Health Care Rationing
How Health Care Rationing Could Improve the Health of the U.S. Population
Health care rationing has often been viewed as something horrific and voiced in the American media as a scare tactic by politicians. For instance, in September 2009 former U.S. vice presidential candidate Sarah Palin claimed that reforms proposed by the Obama administration would bring "rationing" into the American medical system (Hoffman, 2013). However, Palin's claims are rather short sited. In fact, every medical system in the world is rationed or limited in one way or another by its capabilities. For example, Harvard Medical School researchers released a study concluding that 45,000 Americans die every year because they lack health insurance and access to health care (Hoffman, 2013). The medical system does not provide services for many individuals and this could be considered a rationing of health care services.
Cardiovascular disease, cancer, and diabetes now cause 70% of U.S. deaths and account for nearly 75% of health care expenditures and many modifiable risk factors for chronic diseases are not being addressed adequately in the U.S. system (Marvasti & Stafford, 2012). If you looked at the U.S. healthcare system in terms of its capabilities, its resources could be better utilized by investing them into prevention as opposed to acute treatment. Thus rationing of acute treatment services in order to shift these resources into preventative measures could improve the overall health of the society by leaps and bounds. Many treatable diseases are now essentially ignored until they reach the point in which the patient must be hospitalized and the costs of healthcare are at their highest.

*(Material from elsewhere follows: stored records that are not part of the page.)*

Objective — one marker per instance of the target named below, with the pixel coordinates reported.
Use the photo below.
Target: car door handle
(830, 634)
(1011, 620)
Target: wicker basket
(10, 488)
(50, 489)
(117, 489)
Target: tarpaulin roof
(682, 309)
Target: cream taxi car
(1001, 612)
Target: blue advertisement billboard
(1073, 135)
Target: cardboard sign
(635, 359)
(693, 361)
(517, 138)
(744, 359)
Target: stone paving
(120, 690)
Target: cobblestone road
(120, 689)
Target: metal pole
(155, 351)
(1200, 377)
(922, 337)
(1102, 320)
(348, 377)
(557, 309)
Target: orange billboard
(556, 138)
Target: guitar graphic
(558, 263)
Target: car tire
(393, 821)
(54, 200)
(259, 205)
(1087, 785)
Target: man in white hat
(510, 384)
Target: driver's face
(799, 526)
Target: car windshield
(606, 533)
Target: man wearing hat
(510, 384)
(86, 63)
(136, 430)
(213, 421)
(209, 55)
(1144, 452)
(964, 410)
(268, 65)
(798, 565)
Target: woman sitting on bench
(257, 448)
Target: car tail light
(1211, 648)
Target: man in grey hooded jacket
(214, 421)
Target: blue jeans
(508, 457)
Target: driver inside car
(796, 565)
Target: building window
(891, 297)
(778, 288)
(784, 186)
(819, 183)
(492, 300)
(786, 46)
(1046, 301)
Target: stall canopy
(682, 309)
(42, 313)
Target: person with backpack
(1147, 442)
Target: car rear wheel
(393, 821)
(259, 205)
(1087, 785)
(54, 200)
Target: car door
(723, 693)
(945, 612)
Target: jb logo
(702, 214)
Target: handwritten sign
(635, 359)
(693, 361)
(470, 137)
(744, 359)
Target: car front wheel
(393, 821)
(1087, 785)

Yet if the system rationed some of its resources and invested these resources into areas that offered greater returns on their investment then the levels of public health in America could improve radically in a short period of time.
Works Cited
Hoffman, B. (2013, January 18). Health Care Rationing Is Nothing New [Excerpt]. Retrieved from Scientific American: http://www.scientificamerican.com/article/health-care-rationing-is/
Marvasti, F., & Stafford, R. (2012). From Sick Care to Health Care -- Reengineering Prevention into the U.S. System. New England Journal of Medicine, 889-891.